Longe das novelas desde Paraíso Tropical (aquela das gêmeas), Negrini jura não se sentir pressionada para voltar a uma grande produção. No primeiro semestre, ficou em cartaz em São Paulo com a peça A Senhora de Dubuque, de Edward Albee. Gosta de teatro e já levou para os palcos personagens de autores consagrados, como Strindberg e Tchekhov, mas sabe da importância da televisão na cultura nacional. "Quero voltar. E eu tenho um sonho na TV: fazer comédia. Ainda não aconteceu, mas fazer o quê? Ainda não me deram essa chance." Nos cinemas, até flertou um pouco com o gênero em Sexo, Amor e Traição, de 2004. Mas, desde que começou sua parceria com o cineasta Júlio Bressane, ganhou o título de "musa de cinema de autor", com toda a seriedade que o emblema carrega, inclusive alguma dose de preconceito - será que uma personalidade bonita, sexy e de sucesso na TV teria direito a ser boa atriz? Cleópatra, filme de 2007, de Bressane, foi sua resposta. Na biografia da rainha do Egito escrita por Stacy Schiff, consta que o filósofo grego Plutarco definiu assim a famosa figura histórica: "Sua beleza não era em si tão notável que não houvesse comparação ou que não se pudesse vê-la sem ser tocado; era mais o contato de sua presença [...], que era irresistível". Por causa de sua Cleópatra, Alessandra ganhou diversos prêmios e chegou a prestigiar a exibição do filme no renomado Festival de Veneza. "O filme foi massacrado no Rio de Janeiro e ficou pouco tempo em cartaz. Até pensei: 'Será que fiz alguma coisa errada?' Revi agora em Portugal, com distanciamento, e é uma força de cinema", diz.

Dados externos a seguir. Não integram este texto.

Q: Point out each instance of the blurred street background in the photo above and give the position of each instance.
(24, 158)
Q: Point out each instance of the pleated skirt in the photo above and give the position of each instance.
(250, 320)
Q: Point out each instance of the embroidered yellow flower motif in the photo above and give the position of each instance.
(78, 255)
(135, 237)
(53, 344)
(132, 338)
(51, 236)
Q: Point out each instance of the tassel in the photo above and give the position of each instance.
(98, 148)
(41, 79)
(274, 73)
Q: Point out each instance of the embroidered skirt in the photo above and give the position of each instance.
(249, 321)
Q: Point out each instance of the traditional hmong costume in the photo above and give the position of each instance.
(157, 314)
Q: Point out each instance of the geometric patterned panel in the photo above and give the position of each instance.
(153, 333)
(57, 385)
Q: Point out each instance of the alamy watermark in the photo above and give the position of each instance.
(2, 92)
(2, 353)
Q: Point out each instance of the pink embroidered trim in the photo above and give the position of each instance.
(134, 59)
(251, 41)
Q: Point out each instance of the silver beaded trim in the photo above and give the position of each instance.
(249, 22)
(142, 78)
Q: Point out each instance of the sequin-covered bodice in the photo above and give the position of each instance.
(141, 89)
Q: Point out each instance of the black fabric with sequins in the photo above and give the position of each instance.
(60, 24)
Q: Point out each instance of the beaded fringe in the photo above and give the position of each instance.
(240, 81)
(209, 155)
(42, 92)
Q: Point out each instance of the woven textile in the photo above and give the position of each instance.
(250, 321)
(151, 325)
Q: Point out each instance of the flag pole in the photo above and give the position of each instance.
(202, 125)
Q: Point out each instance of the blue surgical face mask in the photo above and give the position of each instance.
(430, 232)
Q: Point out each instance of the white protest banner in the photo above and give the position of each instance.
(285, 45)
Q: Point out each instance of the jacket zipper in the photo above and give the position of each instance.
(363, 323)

Alessandra tira o casaco preto, revela uma regata branca e a tatuagem no braço direito ("Amor", escrita por cima de uma antiga, "Otto", homenagem ao então marido). Com a sessão de fotos para a reportagem marcada para o dia seguinte, essa era a nudez mais próxima que eu havia observado até então. Como se tentasse hipnotizar quem estivesse ao redor, ela balança constantemente a correntinha em seu pescoço. Mesmo tranquila, sempre há uma desconfiança em seu olhar, como se tudo pudesse desmoronar em poucos segundos. Mas em nada lembra aquela aterrorizante Medusa pintada por alguns veículos e colegas. Como não virei uma estátua de pedra, vale a pena arriscar e perguntar se ela sabe que muitos a consideram antipática.

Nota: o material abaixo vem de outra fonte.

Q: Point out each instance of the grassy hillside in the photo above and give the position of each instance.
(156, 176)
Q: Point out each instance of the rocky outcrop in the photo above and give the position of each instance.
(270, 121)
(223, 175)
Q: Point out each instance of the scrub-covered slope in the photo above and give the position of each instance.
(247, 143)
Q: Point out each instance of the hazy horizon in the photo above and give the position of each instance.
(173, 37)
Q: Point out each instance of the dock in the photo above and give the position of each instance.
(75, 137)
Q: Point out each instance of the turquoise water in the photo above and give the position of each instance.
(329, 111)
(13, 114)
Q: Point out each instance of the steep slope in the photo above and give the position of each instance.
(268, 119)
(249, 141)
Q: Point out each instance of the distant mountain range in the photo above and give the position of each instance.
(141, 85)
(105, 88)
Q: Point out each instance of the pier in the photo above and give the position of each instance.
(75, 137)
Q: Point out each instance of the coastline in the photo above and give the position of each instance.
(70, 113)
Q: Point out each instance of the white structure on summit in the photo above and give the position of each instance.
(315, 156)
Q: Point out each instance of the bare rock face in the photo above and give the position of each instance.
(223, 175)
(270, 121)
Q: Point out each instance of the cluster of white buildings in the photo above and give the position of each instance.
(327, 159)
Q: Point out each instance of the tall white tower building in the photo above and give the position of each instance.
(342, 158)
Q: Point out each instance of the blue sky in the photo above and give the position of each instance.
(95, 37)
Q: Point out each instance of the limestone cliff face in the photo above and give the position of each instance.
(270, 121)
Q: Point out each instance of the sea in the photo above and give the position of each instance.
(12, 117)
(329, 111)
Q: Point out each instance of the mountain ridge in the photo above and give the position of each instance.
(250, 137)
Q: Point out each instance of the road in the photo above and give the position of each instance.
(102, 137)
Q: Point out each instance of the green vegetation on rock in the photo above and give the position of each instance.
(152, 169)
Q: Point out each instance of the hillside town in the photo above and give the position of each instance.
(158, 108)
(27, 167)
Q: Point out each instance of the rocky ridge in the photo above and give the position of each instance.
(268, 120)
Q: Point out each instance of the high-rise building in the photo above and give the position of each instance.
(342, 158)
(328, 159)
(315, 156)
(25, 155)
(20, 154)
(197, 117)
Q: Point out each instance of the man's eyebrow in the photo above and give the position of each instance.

"Eu sei, eu ouço falar", ela gargalha, mostrando incompreensão. "É mito. É puro mito. Parte da minha fama de ser difícil é porque eu sou muito séria no trabalho, muito concentrada, muito exigente. Hoje consigo estar mais relax um pouco. Antes não conseguia. Chegava no primeiro dia para gravar uma novela, estava tão concentrada que não conseguia chegar e 'oi, tudo bem?' Agora já sei que tenho que fazer isso, porque melhora." Claro que estou diante de uma atriz, e a possibilidade de estar sendo enganado é infinita. Mas Alessandra Negrini acha que ainda me deve mais algumas explicações: "Não sou uma pessoa muito política. Essa é uma lacuna. Hoje eu sou melhor do que eu era. Já sei que é melhor chegar sorrindo do que ser tão autêntica. São traquejos para você viver".

Na minissérie que a revelou, sua personagem, quando adulta, foi interpretada pela atriz Cláudia Raia. Essa possibilidade de envelhecer sem passar pelas dores da transição, escapando de um corpo e entrando em outro, é um recurso que só a ficção proporciona. Negrini sabe que não tem essa opção, e que o jeito de lidar com as transformações vividas é refletindo sobre elas. "Não vou conseguir te explicar tudo como eu sou agora, né? Nem eu mesma sei explicar", ela arrisca uma conclusão.

"Continuo com algumas questões, mas tô melhor", conclui. "Sou só um pouco confusa."